Streptococcus pneumoniae is the most common microorganism causing AOM (35–40 % of cases) followed by non-typeable H. influenzae (30–35 %) and M. catarrhalis (15 %) [83]. After introduction of PCV7, there has been a decrease in ambulatory visits for otitis media, rates of frequent otitis media, and tympanostomy-tube placement among young children [87]. In addition, a transient decline in the prevalence of S. pneumoniae infection and a relative increase in H. influenzae infection was noted during the post-PCV7 period [83, 88]. However, the emergence of vaccine-related replacement serotype 19A with high-level amoxicillin resistance resulting in treatment failure has been a concern [89]. In the PCV7 era, considerable variability has been noted in the prevalence of penicillin-resistant S. pneumoniae [83]. In addition, β-lactamase producing strains of 35–45 % of H. influenzae strains account for 35–45 % of cases while almost 100 % of M. catarrhalis isolates are β-lactamase positive [90].
Treatment
The emergence of MDR S. pneumoniae has complicated the treatment of pneumococcal infections [10, 11, 25, 26]. Over the past three decades, pneumococcal strains have emerged worldwide that are not susceptible to β-lactams (penicillin and ampicillin, third-generation cephalosporins such as ceftriaxone and cefotaxime), and other antimicrobial agents such as macrolides (including erythromycin, clarithromycin, and azithromycin), clindamycin, and trimethoprim–sulfamethoxazole (TMP–SMX) [10, 11]. In the PCV7 era, the emergence and spread of MDR CC320/271 strains with serotype 19A is a major therapeutic challenge [25, 91].

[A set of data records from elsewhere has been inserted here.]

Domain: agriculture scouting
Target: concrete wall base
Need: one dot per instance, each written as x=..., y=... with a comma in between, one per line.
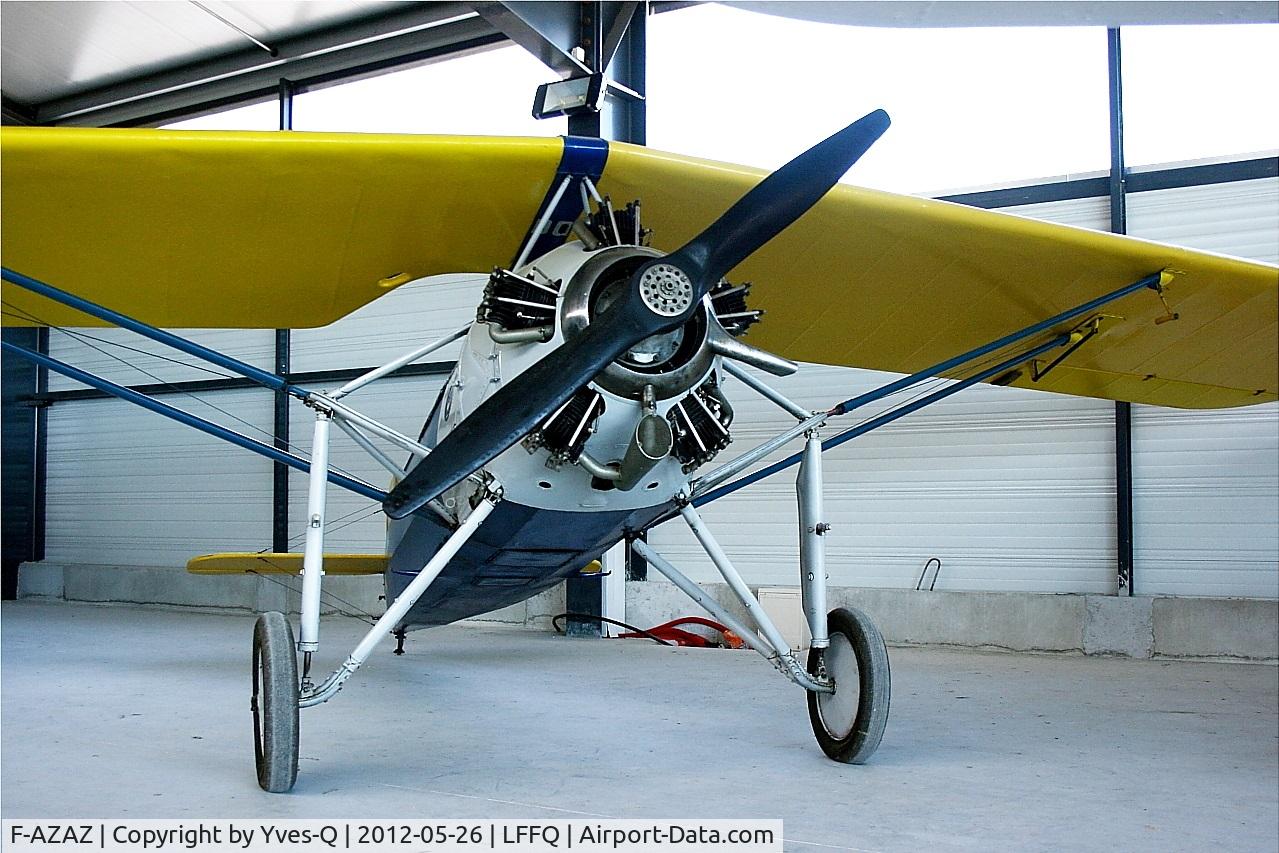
x=1027, y=622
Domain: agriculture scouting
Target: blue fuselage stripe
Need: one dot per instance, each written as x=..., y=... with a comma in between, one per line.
x=582, y=157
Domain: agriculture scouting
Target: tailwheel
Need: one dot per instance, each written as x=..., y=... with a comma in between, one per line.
x=275, y=704
x=849, y=723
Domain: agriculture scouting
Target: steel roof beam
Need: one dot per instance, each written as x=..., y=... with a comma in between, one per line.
x=409, y=33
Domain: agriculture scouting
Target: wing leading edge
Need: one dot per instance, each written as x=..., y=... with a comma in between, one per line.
x=275, y=229
x=897, y=283
x=242, y=229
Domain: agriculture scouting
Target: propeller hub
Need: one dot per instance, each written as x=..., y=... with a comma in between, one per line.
x=665, y=289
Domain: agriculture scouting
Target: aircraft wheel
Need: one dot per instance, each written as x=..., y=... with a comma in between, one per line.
x=275, y=704
x=849, y=723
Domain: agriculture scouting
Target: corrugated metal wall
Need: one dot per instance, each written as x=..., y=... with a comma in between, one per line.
x=1011, y=489
x=1206, y=484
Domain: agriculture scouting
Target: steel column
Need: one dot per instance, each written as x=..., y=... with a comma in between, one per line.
x=283, y=367
x=1123, y=411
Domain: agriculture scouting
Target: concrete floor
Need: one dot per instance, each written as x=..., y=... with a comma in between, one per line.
x=114, y=711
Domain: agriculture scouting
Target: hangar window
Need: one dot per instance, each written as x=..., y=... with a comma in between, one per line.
x=487, y=93
x=1193, y=92
x=971, y=106
x=264, y=115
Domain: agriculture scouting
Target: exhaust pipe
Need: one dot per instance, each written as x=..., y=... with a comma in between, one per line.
x=650, y=444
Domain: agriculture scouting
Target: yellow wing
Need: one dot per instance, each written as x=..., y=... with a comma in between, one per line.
x=256, y=229
x=292, y=229
x=894, y=283
x=248, y=563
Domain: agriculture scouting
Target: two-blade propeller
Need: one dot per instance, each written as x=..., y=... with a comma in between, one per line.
x=660, y=296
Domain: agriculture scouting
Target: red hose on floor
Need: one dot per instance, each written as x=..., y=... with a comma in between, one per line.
x=670, y=632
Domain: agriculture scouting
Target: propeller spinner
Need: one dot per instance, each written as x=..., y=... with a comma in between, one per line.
x=659, y=297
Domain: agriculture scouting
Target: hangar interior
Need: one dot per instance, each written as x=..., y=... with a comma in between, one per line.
x=1025, y=554
x=1000, y=517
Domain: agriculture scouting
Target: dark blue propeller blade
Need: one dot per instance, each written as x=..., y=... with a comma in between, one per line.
x=519, y=406
x=775, y=202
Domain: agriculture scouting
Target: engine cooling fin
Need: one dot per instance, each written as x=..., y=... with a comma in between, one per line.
x=565, y=430
x=513, y=301
x=728, y=303
x=700, y=423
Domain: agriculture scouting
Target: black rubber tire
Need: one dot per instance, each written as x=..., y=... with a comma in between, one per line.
x=275, y=704
x=856, y=739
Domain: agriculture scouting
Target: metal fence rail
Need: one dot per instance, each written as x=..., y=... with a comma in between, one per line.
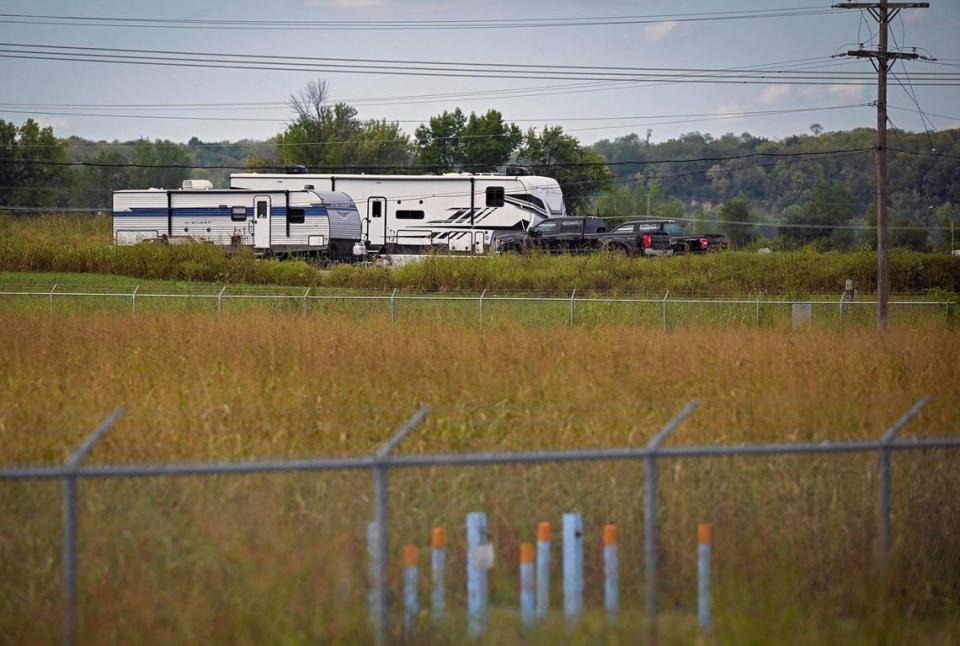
x=380, y=463
x=220, y=294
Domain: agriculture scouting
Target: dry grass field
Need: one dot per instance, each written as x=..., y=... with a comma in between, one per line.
x=281, y=558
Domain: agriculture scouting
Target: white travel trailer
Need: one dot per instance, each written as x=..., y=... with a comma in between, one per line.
x=276, y=221
x=457, y=212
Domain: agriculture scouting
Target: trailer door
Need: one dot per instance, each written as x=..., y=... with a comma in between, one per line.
x=376, y=228
x=261, y=222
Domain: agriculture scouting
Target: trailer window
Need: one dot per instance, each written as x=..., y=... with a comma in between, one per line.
x=494, y=196
x=295, y=216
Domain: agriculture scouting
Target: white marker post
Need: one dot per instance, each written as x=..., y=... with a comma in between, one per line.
x=479, y=559
x=611, y=573
x=438, y=566
x=527, y=606
x=572, y=567
x=543, y=570
x=703, y=576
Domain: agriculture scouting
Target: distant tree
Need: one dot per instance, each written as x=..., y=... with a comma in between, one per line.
x=33, y=175
x=438, y=144
x=108, y=173
x=737, y=211
x=478, y=143
x=332, y=137
x=159, y=164
x=549, y=152
x=829, y=206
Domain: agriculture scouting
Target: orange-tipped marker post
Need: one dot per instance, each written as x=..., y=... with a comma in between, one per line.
x=543, y=570
x=611, y=572
x=527, y=607
x=703, y=576
x=438, y=564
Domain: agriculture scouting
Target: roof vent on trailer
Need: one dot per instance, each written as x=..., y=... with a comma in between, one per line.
x=197, y=185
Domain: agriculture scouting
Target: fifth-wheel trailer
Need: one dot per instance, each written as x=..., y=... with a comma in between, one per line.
x=275, y=221
x=457, y=212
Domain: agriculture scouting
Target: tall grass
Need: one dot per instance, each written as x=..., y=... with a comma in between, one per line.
x=82, y=244
x=282, y=558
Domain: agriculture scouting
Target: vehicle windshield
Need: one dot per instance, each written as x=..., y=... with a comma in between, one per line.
x=673, y=228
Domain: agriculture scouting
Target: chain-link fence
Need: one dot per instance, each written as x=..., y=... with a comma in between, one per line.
x=818, y=540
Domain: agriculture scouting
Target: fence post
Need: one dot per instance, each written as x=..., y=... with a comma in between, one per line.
x=703, y=576
x=663, y=307
x=411, y=604
x=482, y=294
x=70, y=496
x=380, y=543
x=438, y=565
x=611, y=573
x=884, y=480
x=572, y=567
x=478, y=559
x=543, y=569
x=650, y=514
x=527, y=604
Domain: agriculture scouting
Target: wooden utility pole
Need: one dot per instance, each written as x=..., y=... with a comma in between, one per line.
x=882, y=60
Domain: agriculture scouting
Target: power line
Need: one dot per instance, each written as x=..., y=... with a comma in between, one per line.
x=407, y=25
x=634, y=162
x=213, y=60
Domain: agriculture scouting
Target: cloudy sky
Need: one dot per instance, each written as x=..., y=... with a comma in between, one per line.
x=34, y=86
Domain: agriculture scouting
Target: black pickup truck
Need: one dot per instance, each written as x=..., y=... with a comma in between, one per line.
x=680, y=242
x=582, y=235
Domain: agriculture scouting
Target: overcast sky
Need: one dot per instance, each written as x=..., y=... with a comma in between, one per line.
x=712, y=44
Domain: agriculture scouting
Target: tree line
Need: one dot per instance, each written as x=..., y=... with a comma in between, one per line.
x=825, y=200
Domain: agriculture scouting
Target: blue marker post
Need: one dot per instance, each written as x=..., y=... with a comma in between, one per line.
x=478, y=560
x=527, y=615
x=611, y=573
x=572, y=567
x=411, y=604
x=703, y=576
x=543, y=570
x=438, y=566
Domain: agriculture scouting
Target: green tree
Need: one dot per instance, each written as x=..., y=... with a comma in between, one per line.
x=32, y=173
x=488, y=141
x=159, y=164
x=325, y=137
x=438, y=144
x=580, y=171
x=96, y=183
x=737, y=210
x=829, y=206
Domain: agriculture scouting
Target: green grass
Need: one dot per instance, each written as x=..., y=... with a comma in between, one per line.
x=82, y=245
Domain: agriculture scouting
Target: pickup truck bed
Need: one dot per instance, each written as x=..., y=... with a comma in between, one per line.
x=582, y=235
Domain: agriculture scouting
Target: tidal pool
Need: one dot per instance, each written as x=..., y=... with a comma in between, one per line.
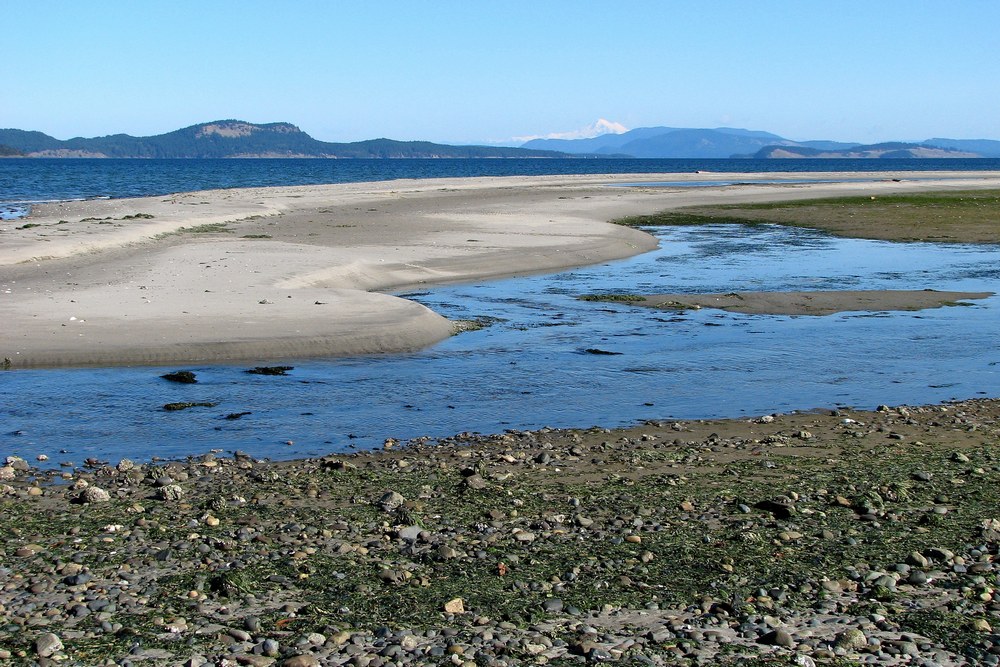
x=531, y=367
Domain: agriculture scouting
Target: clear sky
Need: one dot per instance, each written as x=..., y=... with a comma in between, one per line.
x=471, y=71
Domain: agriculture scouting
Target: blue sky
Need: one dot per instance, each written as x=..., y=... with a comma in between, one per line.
x=470, y=71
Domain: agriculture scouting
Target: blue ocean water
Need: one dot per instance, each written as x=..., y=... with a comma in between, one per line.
x=531, y=369
x=23, y=181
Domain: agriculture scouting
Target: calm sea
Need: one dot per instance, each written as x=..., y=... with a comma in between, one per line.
x=23, y=181
x=531, y=367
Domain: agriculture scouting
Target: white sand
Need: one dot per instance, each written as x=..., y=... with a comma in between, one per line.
x=117, y=291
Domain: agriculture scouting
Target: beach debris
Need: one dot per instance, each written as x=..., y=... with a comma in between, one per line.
x=48, y=645
x=182, y=377
x=270, y=370
x=94, y=494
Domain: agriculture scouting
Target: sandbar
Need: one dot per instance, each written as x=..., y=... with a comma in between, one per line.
x=262, y=274
x=817, y=302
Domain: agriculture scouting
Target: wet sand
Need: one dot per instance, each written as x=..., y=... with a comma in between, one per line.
x=277, y=273
x=817, y=302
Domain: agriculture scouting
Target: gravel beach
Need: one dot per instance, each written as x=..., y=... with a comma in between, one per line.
x=822, y=538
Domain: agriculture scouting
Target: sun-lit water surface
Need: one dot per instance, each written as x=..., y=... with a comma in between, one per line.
x=531, y=368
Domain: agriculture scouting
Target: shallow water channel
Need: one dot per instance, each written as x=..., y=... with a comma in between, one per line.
x=530, y=368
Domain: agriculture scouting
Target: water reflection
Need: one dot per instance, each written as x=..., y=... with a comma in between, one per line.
x=530, y=369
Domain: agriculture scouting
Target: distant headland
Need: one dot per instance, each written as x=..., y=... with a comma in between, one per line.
x=240, y=139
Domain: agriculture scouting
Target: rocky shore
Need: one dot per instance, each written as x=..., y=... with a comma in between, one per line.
x=840, y=537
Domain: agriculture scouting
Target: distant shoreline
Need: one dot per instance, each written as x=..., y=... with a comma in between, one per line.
x=294, y=271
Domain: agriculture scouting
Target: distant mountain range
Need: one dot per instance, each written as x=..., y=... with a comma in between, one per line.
x=239, y=139
x=726, y=142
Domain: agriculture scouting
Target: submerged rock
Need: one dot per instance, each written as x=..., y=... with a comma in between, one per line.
x=182, y=377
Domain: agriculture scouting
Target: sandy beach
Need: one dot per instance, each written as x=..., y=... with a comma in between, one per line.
x=273, y=273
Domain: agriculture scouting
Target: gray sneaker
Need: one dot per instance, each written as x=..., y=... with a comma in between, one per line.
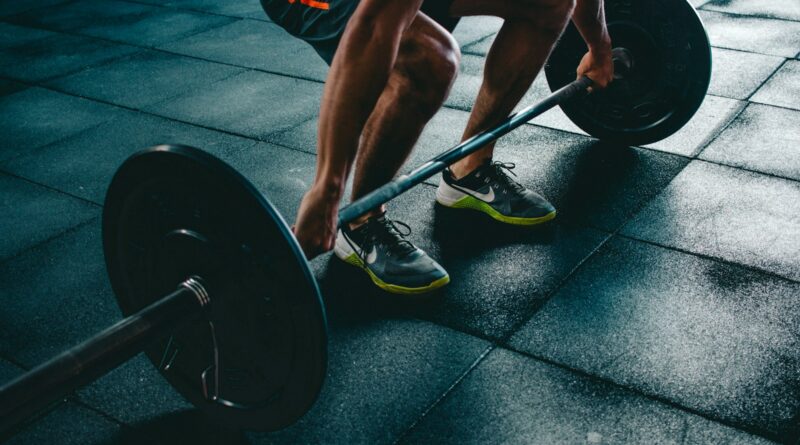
x=489, y=189
x=393, y=263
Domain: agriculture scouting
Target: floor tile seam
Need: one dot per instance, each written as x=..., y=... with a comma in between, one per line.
x=62, y=233
x=98, y=64
x=766, y=81
x=160, y=116
x=780, y=107
x=33, y=8
x=444, y=395
x=194, y=33
x=77, y=31
x=705, y=8
x=717, y=132
x=50, y=188
x=271, y=142
x=608, y=237
x=192, y=89
x=62, y=138
x=742, y=50
x=713, y=258
x=199, y=11
x=762, y=432
x=165, y=51
x=529, y=314
x=746, y=169
x=101, y=64
x=466, y=49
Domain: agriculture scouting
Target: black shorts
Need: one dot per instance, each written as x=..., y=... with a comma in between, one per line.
x=322, y=23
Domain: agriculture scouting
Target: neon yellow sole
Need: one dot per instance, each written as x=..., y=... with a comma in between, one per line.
x=393, y=288
x=470, y=202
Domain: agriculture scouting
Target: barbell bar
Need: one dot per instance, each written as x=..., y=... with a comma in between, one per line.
x=218, y=293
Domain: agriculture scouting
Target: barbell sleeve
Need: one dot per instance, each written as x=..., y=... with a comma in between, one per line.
x=403, y=183
x=45, y=384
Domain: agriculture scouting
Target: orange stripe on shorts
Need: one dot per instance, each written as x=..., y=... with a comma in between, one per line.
x=314, y=4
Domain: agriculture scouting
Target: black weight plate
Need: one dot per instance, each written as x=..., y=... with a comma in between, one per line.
x=664, y=87
x=173, y=212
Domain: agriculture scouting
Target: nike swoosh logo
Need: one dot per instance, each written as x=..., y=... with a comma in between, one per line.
x=485, y=197
x=372, y=256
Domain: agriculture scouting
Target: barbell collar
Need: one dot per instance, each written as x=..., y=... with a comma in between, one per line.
x=53, y=380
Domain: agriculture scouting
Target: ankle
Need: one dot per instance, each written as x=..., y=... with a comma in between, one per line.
x=361, y=220
x=467, y=166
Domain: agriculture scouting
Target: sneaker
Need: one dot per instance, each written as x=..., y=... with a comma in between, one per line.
x=392, y=262
x=489, y=189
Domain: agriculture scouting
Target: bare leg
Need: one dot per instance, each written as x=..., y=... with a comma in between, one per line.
x=426, y=66
x=517, y=55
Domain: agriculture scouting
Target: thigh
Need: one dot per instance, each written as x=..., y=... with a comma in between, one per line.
x=439, y=11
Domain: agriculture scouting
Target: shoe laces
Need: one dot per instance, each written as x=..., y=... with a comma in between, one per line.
x=499, y=171
x=389, y=233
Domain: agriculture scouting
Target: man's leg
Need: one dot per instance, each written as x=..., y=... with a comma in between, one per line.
x=518, y=53
x=427, y=65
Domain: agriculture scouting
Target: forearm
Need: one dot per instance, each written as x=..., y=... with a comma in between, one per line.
x=590, y=19
x=358, y=75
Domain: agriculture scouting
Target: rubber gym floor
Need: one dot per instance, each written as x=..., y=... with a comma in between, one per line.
x=660, y=307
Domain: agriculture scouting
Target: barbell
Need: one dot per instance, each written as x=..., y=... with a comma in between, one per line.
x=218, y=293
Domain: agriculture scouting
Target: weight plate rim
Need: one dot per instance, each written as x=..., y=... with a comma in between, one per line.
x=113, y=206
x=638, y=139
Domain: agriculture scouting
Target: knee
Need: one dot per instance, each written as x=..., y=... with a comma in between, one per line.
x=429, y=68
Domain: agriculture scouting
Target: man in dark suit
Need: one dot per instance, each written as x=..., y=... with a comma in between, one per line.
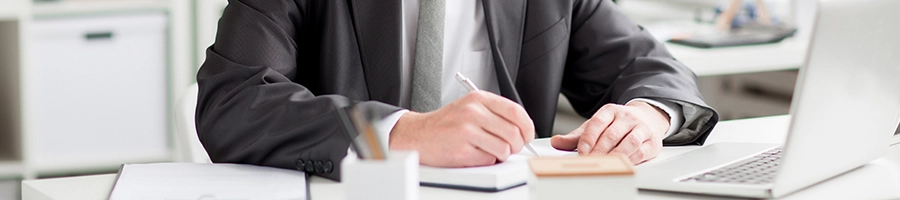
x=279, y=69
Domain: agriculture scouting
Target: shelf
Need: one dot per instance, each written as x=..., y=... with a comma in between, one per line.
x=70, y=8
x=10, y=169
x=11, y=9
x=787, y=55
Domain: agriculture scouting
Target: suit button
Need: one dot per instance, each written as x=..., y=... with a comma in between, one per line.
x=308, y=166
x=319, y=168
x=328, y=166
x=300, y=164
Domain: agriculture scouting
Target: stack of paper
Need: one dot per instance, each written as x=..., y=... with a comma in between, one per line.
x=207, y=181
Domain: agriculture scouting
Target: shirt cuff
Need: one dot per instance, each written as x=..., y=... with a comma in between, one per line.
x=384, y=126
x=676, y=118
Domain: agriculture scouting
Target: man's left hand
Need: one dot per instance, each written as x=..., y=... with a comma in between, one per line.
x=635, y=130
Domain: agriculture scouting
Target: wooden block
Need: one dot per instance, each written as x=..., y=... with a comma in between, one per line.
x=582, y=177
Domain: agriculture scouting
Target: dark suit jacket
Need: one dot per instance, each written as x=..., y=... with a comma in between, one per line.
x=279, y=69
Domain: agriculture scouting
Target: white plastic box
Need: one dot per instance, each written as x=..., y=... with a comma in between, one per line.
x=395, y=178
x=95, y=92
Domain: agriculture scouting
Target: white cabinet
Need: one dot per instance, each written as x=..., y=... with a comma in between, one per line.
x=95, y=93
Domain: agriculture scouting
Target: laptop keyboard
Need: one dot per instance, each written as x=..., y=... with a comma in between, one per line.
x=759, y=169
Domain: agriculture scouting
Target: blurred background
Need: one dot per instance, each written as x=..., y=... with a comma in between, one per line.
x=87, y=85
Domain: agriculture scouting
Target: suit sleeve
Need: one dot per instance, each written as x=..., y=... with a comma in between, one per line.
x=613, y=60
x=250, y=110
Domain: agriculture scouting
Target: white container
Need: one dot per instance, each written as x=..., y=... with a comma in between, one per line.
x=95, y=93
x=581, y=177
x=396, y=178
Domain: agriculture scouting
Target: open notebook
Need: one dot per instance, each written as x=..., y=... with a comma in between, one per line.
x=502, y=176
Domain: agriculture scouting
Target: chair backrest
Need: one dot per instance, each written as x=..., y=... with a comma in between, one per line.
x=187, y=145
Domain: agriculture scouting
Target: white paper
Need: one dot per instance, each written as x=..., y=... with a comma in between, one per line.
x=207, y=181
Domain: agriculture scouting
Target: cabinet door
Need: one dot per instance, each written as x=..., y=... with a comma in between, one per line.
x=95, y=92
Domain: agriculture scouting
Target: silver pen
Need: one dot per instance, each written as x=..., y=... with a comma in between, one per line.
x=471, y=87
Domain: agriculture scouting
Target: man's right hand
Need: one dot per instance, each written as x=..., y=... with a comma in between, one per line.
x=478, y=129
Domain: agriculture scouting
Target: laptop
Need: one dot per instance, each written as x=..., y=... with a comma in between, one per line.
x=844, y=113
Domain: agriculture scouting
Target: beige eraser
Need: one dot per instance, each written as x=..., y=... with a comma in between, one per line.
x=580, y=177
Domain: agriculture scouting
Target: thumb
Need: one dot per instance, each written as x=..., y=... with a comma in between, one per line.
x=567, y=142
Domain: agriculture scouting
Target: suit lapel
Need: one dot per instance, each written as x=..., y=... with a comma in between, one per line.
x=377, y=26
x=505, y=21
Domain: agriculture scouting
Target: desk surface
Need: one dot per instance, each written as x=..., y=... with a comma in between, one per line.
x=876, y=180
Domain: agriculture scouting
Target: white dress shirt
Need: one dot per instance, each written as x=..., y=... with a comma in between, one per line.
x=466, y=50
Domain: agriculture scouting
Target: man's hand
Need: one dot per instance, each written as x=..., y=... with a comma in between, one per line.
x=635, y=130
x=479, y=129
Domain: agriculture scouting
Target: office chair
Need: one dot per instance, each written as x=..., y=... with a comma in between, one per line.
x=187, y=145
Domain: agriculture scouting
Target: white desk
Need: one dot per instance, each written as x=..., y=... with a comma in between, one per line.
x=876, y=180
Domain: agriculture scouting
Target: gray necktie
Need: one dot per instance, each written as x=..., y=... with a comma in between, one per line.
x=426, y=79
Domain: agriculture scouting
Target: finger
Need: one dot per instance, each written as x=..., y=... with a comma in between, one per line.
x=633, y=141
x=567, y=142
x=593, y=127
x=507, y=109
x=489, y=143
x=474, y=157
x=621, y=126
x=649, y=150
x=500, y=128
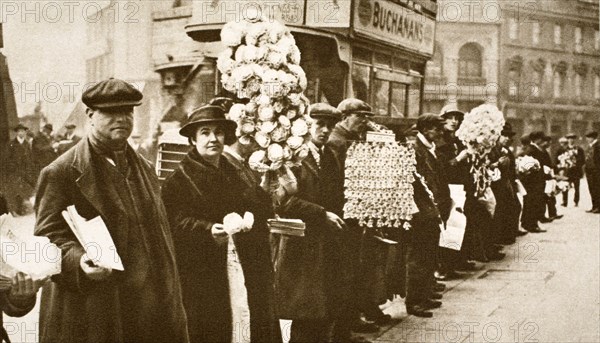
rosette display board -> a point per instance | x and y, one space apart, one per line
261 64
479 132
378 185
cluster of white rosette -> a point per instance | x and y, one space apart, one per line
527 164
479 132
261 64
567 159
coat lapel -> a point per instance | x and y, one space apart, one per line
89 185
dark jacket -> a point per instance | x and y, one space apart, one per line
432 171
197 196
42 151
309 271
77 309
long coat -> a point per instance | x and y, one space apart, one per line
77 309
197 196
310 275
20 176
42 151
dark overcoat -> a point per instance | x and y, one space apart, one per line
197 196
310 275
73 307
42 151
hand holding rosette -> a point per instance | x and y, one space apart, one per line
479 132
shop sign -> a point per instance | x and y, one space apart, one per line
389 21
289 12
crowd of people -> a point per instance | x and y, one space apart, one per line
200 263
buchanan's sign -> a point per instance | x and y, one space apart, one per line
388 21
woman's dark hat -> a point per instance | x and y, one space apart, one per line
206 115
20 127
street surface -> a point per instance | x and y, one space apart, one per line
545 290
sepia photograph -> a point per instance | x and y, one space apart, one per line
299 171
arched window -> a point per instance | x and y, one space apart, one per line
469 58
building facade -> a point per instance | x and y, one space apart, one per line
375 50
550 63
538 61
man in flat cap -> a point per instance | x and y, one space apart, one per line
592 170
534 203
352 127
574 172
42 149
103 176
422 288
20 172
313 281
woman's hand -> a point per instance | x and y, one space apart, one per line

Antimicrobial Susceptibility Testing and Penicillin Breakpoints
The role of pharmacokinetic and -dynamic properties has proven invaluable to determine breakpoints for all antimicrobial agents used to treat pneumococcal infections [11]. In 2008, new breakpoints for penicillin G to treat non-meningeal infections were published by the Clinical and Laboratory Standards Institute [92] defining susceptibility and non-susceptibility for meningeal and non-meningeal pneumococcal isolates [93]. The breakpoints for intravenous penicillin G to treat meningitis were unchanged (susceptible, <0.06 μg/ml; resistant, >0.12 μg/ml). However, the breakpoints for intravenous penicillin G to treat non-meningeal infection were changed (susceptible, <2.0 μg/ml; intermediate, > 4.0 μg/ml; resistant, > 8.0 μg/ml). The breakpoints for oral penicillin to treat non-meningeal pneumococcal infection remain the same (susceptible, < 0.06 μg/ml; intermediate, 0.12–1.0 μg/ml; resistant, > 2.0 μg/ml) [92, 93]. With the exception of meningitis, in vitro results are not predictive of treatment outcome in pneumococcal disease [11].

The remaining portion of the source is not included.